I didn’t think Daniel would be at home at this hour, but there was just a chance he might have the day off or have been working all night. Besides, I’d rather face Mrs. O’Shea than police headquarters. The landlady greeted me, looking somewhat distracted and disheveled. Her hair was unkempt and her apron needed changing. “Oh, Miss Murphy. I’m sorry. I must look a sight but I’ve been up all night with the children. The captain’s not here.”

“Then I’m sorry to have bothered you,” I said. “And I’m sorry to hear the children are still sick.”

She tried to smooth down her hair. “If it’s not one thing, it’s another,” she said. “It’s that ringworm on top of everything else that’s driving them crazy. I’ve had to make mittens for them to stop them scratching.”

At that moment the door opened and a child came running out. It was half dressed in petticoat and camisole and the amazing thing about it was that it was almost bald.

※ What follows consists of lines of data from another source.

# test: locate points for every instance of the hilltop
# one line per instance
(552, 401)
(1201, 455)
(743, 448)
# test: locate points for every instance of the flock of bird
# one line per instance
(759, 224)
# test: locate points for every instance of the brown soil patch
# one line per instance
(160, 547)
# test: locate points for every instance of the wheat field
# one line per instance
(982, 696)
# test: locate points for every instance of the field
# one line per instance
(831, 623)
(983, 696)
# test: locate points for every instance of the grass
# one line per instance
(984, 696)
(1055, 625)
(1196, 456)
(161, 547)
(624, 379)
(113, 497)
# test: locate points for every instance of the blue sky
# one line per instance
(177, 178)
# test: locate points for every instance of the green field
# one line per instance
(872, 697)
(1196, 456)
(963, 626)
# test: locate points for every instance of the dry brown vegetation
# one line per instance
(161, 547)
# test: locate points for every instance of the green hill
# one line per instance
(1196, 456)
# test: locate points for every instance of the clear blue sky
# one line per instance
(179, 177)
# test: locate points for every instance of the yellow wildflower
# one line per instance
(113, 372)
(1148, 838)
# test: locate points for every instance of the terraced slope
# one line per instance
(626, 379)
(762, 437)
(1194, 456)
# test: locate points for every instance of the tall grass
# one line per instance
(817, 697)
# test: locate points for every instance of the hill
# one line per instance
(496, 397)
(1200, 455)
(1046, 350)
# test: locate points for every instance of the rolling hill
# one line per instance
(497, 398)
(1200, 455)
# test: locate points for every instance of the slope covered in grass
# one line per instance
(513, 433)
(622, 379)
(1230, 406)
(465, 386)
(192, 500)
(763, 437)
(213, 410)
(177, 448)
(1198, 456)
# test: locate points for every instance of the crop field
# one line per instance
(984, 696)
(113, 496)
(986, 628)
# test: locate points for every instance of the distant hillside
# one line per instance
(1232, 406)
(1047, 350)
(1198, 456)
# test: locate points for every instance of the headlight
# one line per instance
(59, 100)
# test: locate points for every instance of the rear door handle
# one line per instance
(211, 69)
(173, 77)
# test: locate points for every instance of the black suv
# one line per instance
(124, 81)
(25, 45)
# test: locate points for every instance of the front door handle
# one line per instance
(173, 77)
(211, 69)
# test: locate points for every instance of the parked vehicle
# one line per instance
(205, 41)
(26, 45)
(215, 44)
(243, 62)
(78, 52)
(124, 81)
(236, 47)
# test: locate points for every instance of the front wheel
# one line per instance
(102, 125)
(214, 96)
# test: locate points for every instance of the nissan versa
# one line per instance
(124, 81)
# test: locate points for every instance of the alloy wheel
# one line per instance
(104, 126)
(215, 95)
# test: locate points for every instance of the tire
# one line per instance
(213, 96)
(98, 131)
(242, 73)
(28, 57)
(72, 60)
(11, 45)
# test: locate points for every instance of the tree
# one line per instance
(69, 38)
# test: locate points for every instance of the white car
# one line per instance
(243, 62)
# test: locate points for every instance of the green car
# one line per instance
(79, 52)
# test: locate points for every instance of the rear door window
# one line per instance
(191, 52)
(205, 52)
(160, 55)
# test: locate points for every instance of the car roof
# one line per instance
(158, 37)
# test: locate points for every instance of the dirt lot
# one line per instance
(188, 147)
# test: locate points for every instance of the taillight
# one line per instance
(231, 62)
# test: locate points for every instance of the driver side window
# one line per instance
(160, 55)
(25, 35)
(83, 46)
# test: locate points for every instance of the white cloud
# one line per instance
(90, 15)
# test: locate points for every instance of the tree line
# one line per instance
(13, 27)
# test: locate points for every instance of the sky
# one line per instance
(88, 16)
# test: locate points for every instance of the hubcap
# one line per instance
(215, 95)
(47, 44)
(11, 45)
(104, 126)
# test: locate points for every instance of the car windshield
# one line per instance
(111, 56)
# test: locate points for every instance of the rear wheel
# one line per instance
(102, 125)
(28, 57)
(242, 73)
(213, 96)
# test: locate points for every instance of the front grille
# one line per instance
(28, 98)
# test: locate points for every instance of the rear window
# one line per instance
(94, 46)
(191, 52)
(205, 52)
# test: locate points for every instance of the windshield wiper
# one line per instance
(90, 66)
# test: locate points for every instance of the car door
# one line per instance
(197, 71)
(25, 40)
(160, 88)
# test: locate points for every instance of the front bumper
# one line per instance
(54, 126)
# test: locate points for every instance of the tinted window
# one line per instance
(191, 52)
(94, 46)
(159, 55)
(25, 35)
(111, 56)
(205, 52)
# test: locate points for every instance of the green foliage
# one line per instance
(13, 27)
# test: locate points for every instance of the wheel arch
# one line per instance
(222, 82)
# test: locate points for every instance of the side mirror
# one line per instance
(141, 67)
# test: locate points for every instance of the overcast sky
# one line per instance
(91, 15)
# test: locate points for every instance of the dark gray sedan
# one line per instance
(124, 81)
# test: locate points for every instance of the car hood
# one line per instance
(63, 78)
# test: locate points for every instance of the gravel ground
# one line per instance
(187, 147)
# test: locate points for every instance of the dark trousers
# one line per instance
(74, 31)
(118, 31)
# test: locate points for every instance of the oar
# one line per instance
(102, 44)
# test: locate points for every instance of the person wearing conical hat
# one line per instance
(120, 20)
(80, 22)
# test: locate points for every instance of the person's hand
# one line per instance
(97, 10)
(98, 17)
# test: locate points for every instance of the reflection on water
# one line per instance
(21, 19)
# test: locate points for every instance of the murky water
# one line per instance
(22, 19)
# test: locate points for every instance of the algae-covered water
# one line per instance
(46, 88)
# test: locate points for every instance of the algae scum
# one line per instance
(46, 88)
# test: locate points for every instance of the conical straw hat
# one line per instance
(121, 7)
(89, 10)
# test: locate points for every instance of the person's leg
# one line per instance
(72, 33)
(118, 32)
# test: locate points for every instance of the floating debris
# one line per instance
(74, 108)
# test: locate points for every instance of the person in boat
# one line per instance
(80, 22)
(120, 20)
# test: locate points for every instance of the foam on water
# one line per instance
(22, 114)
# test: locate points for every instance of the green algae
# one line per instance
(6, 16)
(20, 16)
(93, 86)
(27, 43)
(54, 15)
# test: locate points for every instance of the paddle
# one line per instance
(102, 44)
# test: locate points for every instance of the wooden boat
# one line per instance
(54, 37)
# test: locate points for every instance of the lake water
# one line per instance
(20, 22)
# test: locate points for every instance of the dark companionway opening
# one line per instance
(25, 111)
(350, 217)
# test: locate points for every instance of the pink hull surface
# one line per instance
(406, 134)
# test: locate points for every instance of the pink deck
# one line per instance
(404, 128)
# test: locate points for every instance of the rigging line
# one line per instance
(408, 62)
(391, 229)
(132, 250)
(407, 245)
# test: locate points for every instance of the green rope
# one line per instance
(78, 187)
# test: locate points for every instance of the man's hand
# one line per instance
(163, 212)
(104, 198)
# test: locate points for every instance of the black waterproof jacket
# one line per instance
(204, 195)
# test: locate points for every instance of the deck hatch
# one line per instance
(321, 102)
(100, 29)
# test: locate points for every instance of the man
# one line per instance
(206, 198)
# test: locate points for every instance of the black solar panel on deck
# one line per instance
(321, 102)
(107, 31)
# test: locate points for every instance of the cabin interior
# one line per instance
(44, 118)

“Geraldine, whatever are you thinking,” Mrs. O’Shea said in a shocked voice. “You can’t let people see you like that. Get back inside this instant.”

“I thought it was Captain Sullivan,” Geraldine said with a pout. “He promised he’d bring me some of that sour candy.”

“Children!” Mrs. O’Shea shook her head as she pushed Geraldine back into the room and closed the door.

“What’s happened to her hair?” I asked, staring at the closed door almost as if I could see through it.

“It’s the ringworm medicine. It makes their hair fall out. The doctor says it will grow back again just fine.”

“What’s in the medicine that has that effect?” I asked.

“I wouldn’t know, my dear. It’s what the doctor prescribed for them. I had it made up at the pharmacy on the corner of Broadway.”

“Thank you, Mrs. O’Shea.” I beamed at her.

“You’re welcome, I’m sure,” she said, looking at me oddly.

I hurried along Twenty-third to Broadway and into the pharmacy there. “You made up a ringworm medicine for the O’Shea children,” I said, realizing that the words were coming out in a torrent. “What was in it?”

The druggist stared at me as if I was a crazy person.

“My dear young woman, I could not possibly discuss a patient’s prescription with you.”

“But it’s very important,” I said. “A matter of life and death, in fact.”

“Really?” He looked almost amused.

“I have a friend whom I suspect is being poisoned,” I said. “I need to know what there is in the medicine you made up to counteract ringworm that would make the hair fall out.”

“That, young lady, would be in the inclusion of thallium.”

“And is thallium a poison?”

“Deadly. It can kill in relatively small doses. We have to make sure when we handle it that we wear gloves and a mask. It can be absorbed through the skin and inhaled too, you know.”

I looked around the dispensary. “Do you happen to have a telephone?”

“I do not. I have no interest in these newfangled ideas,” he said, and indicated that he was going back to his work.